The simplest way to is to convert EBC to IOB: IOB = (EBC-1.705)/0.2586

The calculation is an approximation, albeit a pretty accurate one – let’s carry on:

We have the following (note the units)

FV volume25hl
Wort gravity11.5° Plato (approximately SG/4)
Brewhouse efficiency98%
Malt extract (as is)78%
Grist100% German Pilsner Malt

FV Volume * Wort Gravity = hl degrees

25*11.5 = 287.5 hl degrees

We need to add the extract efficiency of the plant. Let’s assume a 6 roller mill and a lovely German lauter with 98% efficiency

Extract efficiency = 100/98 = 1.02

287.5*1.02 = 293.25 hl degrees

We now convert the malt extract:

100/78 = 1.282

To work out the kg of malt to add we simply multiply the hl degrees by the malt factor:

293.25*1.282 = 375.9kg.

I have made life quite easy on this one! We only have 1 grist component. If you are adding a few different malts you would multiply the total hl degrees by the addition % and then multiply the result by the malt factor:

Let’s go with a grist of 20% light Munich and 80% German Pilsner

Calculating the Grist20% Munich malt at 67% extract (as is)
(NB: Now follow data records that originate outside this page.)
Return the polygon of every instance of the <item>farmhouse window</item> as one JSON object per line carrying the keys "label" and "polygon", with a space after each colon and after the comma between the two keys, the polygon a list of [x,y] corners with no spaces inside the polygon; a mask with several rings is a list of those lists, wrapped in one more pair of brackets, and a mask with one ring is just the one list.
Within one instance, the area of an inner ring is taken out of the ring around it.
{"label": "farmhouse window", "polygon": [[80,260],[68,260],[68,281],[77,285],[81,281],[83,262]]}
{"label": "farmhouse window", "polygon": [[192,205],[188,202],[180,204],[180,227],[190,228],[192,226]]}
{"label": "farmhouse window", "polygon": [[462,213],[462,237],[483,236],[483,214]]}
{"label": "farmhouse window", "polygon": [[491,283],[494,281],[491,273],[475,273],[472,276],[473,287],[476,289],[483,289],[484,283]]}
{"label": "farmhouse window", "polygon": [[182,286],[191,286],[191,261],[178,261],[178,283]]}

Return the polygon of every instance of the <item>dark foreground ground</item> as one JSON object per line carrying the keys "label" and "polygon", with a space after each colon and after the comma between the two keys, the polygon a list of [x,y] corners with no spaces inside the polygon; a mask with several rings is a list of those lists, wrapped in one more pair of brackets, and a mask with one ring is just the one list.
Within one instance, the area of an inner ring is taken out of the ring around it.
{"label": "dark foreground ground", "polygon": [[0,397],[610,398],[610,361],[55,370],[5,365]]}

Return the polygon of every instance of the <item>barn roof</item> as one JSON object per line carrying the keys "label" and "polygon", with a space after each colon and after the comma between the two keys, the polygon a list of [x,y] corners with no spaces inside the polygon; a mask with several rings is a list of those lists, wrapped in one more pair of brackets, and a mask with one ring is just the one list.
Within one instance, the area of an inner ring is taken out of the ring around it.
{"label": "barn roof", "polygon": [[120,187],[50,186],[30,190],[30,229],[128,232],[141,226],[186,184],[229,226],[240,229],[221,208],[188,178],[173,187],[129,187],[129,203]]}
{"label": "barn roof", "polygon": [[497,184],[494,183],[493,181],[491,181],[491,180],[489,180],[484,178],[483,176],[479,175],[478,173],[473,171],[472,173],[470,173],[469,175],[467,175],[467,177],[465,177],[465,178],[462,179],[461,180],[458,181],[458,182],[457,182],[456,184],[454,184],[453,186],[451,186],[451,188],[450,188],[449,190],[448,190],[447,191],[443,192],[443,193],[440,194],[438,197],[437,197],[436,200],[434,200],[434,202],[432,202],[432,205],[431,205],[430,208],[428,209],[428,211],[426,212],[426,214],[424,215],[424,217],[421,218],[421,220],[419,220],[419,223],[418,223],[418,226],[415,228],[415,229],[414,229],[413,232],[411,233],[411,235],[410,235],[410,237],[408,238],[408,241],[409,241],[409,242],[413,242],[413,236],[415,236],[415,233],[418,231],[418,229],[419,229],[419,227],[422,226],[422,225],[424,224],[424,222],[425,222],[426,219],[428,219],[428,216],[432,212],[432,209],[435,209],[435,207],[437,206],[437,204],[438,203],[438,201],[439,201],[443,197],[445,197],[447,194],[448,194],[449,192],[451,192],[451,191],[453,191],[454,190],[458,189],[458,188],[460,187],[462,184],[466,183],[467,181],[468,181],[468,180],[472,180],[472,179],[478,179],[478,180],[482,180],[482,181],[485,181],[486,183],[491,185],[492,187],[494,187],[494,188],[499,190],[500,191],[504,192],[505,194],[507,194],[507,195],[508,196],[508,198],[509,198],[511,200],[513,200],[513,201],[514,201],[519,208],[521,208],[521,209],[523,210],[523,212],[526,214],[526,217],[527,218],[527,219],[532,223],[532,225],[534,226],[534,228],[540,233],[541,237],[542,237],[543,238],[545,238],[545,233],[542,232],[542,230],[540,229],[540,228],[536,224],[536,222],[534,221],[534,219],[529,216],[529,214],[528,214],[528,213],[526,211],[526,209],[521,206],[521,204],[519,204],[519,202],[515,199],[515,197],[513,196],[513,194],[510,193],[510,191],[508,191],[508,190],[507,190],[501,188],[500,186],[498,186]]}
293.25*20% = 58.6 hl degree

100/67 = 1.492

58.6*1.492 = 87.5kg Munich Malt addition

80% German pilsner malt at 78%

293.25*80% = 234.6 hl degrees

100/78 = 1.282

234.6*1.282 = 300.7 kg German Pilsner malt

That’s a decent grist, add some Saaz and Mittlefur along with a cold long fermentation and maturation and you are on to a winner.